Obsessive compulsive disorder, OCD disease is a serious mental disorder that puts a lot of strain on those affected. Charles Darwin and Martin Luther are said to have suffered from obsessive-compulsive disorder. Obsessive-compulsive disorder encompasses a wide range of behavioral and other psychological characteristics. For example, the person concerned is persecuted by obsessive thoughts or is under pressure to have to carry out certain actions again and again in a ritualized form. This can be the compulsion to wash according to a certain scheme or to count things. Others have the compulsive idea of ​​committing an act of violence or sexually undesirable acts.

Compulsory washing

You can find more information on the signs and treatment of compulsory washing in the article Compulsory washing.

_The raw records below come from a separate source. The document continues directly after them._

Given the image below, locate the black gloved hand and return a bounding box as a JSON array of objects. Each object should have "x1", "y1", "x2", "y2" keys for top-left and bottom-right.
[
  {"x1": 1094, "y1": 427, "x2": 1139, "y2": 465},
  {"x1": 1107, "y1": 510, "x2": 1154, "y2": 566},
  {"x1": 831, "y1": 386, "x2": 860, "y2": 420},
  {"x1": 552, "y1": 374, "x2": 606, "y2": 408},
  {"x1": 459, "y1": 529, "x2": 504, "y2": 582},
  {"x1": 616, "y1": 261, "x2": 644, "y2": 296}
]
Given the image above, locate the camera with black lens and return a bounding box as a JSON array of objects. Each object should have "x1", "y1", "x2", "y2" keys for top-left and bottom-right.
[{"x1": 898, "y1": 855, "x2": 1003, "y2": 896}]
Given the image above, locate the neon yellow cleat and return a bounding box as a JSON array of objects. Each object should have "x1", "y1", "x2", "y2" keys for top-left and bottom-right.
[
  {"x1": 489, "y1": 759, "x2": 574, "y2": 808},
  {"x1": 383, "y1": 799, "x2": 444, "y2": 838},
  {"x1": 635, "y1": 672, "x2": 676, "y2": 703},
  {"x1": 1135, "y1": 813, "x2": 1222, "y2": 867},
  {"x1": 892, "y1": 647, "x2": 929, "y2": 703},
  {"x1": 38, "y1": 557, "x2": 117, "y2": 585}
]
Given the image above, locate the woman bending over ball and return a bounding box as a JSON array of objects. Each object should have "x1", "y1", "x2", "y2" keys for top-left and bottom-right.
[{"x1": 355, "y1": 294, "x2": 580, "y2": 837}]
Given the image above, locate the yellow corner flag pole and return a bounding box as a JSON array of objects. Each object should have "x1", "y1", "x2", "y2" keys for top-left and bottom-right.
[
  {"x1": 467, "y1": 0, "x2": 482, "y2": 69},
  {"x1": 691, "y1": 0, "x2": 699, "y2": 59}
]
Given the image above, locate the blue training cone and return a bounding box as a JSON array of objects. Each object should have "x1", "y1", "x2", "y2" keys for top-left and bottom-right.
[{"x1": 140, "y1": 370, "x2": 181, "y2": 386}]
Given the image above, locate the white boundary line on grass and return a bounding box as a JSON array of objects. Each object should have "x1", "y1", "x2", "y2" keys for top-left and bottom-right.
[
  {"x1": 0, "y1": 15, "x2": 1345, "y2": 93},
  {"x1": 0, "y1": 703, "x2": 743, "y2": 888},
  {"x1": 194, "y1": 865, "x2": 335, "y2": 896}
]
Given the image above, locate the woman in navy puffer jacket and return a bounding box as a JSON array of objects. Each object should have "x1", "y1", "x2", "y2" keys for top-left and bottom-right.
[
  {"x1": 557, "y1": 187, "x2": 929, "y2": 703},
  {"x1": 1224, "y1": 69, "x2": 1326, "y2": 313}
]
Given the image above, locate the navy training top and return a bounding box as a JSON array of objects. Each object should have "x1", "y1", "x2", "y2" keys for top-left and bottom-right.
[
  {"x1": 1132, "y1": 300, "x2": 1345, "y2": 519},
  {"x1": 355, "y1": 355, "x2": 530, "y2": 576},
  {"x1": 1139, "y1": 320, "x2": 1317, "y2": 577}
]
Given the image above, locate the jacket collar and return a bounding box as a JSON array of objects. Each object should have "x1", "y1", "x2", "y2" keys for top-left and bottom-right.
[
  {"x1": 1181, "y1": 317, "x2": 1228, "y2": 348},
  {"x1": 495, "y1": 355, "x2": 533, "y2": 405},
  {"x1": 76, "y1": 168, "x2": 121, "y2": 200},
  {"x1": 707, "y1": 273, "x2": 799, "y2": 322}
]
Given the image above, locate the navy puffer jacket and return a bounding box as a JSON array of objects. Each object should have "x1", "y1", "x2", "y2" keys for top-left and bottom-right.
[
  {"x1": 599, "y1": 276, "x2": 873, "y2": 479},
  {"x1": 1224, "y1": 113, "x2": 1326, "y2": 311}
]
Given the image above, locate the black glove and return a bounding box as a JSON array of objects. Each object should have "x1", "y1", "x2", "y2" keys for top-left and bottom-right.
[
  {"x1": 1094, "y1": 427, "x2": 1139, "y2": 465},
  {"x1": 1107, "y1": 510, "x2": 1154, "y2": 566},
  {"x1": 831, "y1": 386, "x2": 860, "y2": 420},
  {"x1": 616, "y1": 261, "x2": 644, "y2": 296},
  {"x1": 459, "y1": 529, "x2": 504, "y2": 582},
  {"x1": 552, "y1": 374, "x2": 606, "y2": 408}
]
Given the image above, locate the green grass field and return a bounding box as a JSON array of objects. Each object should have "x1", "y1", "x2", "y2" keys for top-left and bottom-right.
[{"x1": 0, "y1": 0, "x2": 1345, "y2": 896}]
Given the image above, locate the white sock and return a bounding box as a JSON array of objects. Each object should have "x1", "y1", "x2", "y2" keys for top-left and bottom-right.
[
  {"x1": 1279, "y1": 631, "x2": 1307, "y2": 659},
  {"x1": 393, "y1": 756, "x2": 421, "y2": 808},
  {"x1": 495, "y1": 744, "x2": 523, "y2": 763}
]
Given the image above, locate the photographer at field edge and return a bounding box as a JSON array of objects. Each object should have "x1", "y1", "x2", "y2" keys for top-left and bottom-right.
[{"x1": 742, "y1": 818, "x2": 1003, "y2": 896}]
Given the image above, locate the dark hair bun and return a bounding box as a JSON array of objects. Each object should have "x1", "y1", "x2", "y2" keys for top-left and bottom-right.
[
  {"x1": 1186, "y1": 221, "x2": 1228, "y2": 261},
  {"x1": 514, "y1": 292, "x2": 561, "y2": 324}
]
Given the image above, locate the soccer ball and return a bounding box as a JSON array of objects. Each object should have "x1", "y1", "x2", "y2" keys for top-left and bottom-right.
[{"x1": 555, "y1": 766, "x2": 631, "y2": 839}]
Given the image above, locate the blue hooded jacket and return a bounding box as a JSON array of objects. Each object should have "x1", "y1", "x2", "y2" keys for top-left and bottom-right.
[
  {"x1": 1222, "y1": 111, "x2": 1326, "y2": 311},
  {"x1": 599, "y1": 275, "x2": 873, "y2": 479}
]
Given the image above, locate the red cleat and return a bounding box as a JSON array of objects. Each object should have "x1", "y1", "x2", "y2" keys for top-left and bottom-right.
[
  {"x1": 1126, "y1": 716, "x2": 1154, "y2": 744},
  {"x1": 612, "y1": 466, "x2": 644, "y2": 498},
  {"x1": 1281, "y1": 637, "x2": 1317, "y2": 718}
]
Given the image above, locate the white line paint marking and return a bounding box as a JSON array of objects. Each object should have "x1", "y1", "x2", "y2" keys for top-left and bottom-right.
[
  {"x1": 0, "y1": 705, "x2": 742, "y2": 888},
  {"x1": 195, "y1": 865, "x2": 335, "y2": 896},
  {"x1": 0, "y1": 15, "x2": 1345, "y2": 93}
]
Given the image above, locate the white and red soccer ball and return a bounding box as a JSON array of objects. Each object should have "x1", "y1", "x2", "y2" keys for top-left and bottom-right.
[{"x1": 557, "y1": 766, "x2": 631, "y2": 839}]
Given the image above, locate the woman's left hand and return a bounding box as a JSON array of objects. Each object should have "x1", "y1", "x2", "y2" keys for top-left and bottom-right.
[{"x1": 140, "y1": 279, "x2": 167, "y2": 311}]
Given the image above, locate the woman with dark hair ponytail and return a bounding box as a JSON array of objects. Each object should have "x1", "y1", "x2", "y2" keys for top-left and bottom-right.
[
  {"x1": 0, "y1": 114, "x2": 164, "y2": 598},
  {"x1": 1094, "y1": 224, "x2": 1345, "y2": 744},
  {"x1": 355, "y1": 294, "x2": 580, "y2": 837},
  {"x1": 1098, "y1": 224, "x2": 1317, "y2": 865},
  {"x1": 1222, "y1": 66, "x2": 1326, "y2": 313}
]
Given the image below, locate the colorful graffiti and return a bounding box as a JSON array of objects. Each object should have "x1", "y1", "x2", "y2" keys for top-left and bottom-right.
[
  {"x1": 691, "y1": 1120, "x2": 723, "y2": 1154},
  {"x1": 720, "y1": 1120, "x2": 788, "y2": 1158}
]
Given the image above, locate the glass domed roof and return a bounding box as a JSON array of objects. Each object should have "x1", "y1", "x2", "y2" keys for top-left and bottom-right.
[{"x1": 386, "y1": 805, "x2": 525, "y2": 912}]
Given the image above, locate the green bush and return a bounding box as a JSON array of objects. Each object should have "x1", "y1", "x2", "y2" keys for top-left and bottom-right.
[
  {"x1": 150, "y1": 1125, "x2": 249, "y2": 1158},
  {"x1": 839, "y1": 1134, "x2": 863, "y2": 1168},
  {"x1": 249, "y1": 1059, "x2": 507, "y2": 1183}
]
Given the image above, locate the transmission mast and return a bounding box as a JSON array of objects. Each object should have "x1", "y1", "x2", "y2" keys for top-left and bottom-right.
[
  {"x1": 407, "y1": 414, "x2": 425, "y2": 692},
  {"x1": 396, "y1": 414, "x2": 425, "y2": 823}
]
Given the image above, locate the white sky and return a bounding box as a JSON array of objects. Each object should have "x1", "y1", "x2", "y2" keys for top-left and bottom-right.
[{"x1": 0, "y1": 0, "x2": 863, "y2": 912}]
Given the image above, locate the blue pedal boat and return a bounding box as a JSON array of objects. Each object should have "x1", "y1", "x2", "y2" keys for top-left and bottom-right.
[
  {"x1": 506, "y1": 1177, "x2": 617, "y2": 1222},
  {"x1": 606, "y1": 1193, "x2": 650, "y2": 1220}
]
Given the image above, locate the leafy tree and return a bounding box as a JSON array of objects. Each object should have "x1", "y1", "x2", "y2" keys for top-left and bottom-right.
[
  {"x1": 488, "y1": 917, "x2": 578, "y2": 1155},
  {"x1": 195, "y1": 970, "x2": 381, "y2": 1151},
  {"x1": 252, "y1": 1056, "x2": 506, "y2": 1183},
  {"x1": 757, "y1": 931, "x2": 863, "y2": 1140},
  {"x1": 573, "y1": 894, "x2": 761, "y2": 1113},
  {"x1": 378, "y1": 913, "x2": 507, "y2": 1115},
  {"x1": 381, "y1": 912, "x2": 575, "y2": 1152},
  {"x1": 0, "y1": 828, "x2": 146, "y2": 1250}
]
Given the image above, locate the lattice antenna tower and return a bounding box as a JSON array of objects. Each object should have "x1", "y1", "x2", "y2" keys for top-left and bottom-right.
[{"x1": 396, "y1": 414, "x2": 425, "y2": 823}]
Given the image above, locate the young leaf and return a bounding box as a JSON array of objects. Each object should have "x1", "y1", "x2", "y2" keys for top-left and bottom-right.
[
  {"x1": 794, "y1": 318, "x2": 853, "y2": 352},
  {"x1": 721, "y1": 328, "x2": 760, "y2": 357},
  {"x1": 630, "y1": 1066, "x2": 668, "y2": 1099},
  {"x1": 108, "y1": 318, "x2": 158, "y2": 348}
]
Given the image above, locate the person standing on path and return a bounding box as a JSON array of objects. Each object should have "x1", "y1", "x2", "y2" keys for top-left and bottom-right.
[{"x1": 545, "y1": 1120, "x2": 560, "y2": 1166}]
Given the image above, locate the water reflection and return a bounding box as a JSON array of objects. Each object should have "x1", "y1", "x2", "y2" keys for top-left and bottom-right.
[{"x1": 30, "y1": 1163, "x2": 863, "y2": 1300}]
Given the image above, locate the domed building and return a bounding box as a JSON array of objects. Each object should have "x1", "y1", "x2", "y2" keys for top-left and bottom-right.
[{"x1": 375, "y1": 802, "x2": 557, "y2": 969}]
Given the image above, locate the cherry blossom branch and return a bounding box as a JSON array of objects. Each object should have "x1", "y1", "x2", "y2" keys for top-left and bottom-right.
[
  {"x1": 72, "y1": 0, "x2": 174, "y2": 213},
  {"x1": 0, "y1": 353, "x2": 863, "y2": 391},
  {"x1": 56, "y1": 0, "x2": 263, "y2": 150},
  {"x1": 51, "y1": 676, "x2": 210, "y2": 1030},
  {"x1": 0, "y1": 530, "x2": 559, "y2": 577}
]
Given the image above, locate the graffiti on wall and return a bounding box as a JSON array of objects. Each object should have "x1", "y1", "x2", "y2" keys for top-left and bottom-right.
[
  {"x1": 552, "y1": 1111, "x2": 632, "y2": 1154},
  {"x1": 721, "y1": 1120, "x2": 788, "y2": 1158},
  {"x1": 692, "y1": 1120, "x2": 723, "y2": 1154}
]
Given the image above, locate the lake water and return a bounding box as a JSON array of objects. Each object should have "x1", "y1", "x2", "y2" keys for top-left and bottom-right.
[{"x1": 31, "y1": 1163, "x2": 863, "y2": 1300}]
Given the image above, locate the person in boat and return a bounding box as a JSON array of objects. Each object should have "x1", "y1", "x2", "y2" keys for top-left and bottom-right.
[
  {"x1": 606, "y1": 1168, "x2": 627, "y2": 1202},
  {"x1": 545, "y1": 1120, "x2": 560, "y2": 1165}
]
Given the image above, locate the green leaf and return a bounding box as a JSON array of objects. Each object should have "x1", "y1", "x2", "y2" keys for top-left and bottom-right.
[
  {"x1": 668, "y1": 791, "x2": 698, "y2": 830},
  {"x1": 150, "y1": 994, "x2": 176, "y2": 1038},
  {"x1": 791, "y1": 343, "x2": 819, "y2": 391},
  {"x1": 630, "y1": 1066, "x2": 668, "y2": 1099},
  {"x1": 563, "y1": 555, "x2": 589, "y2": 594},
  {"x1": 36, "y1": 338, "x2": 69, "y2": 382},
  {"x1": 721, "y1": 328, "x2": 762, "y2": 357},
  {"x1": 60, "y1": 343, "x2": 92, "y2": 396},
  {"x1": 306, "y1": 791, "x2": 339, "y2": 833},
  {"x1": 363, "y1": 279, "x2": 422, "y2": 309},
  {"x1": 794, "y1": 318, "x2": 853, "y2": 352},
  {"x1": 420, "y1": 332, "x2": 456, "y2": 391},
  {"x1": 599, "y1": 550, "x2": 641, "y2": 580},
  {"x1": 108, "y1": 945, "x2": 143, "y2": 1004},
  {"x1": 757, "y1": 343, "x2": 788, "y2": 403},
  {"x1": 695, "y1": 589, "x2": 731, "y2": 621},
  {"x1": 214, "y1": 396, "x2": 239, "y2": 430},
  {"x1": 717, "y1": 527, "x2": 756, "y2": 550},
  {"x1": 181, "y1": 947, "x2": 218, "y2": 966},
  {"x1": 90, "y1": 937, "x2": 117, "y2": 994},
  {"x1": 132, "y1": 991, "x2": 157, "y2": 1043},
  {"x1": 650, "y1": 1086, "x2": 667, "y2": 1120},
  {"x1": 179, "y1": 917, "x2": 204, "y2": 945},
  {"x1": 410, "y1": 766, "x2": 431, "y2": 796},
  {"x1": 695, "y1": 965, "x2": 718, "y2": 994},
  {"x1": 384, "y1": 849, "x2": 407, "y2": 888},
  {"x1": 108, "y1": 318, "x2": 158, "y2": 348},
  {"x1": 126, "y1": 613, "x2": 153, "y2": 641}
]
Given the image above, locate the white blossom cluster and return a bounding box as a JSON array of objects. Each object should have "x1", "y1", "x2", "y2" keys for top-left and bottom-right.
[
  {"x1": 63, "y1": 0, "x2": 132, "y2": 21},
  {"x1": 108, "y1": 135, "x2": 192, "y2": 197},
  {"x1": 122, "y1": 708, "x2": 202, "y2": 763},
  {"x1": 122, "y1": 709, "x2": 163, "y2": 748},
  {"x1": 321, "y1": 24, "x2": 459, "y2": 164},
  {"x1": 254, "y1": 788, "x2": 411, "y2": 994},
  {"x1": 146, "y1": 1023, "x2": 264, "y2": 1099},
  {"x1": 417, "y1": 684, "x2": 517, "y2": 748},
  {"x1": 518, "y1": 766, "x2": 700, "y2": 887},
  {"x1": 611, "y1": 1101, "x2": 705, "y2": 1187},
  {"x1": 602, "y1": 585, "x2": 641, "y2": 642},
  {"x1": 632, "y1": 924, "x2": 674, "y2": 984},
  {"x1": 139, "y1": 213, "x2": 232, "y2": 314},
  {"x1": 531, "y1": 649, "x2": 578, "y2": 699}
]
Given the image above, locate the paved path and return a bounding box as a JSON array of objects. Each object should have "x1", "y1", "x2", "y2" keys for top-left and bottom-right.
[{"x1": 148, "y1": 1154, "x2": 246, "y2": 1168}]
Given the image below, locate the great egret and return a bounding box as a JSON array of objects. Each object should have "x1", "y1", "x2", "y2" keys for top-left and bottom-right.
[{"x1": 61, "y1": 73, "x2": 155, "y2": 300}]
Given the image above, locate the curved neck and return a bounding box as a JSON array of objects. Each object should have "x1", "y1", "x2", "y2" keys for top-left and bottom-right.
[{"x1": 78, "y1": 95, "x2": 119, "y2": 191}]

Obsessive-compulsive disorder is an outdated term for obsessive-compulsive disorder. The obsessional neurosis definition indicates that people who are obsessive-compulsive - in contrast to people with a psychosis - do not lose touch with reality. They know that their obsessions and compulsions are irrational, but they still cannot turn you off.

The thoughts and actions are called compulsion because those affected try to fight them. The inner resistance to refraining from actions or thoughts costs a lot of strength and creates ever increasing tension and fear. Only when they give in to the compulsions and perform the particular ritual, or get external confirmation that their fears and worries are unfounded, does the pressure decrease. Similar to addicts, a kind of habituation effect occurs over time: the ritual usually becomes more and more complex and protracted until it brings the desired relaxation. The constraints therefore take up more and more time and energy.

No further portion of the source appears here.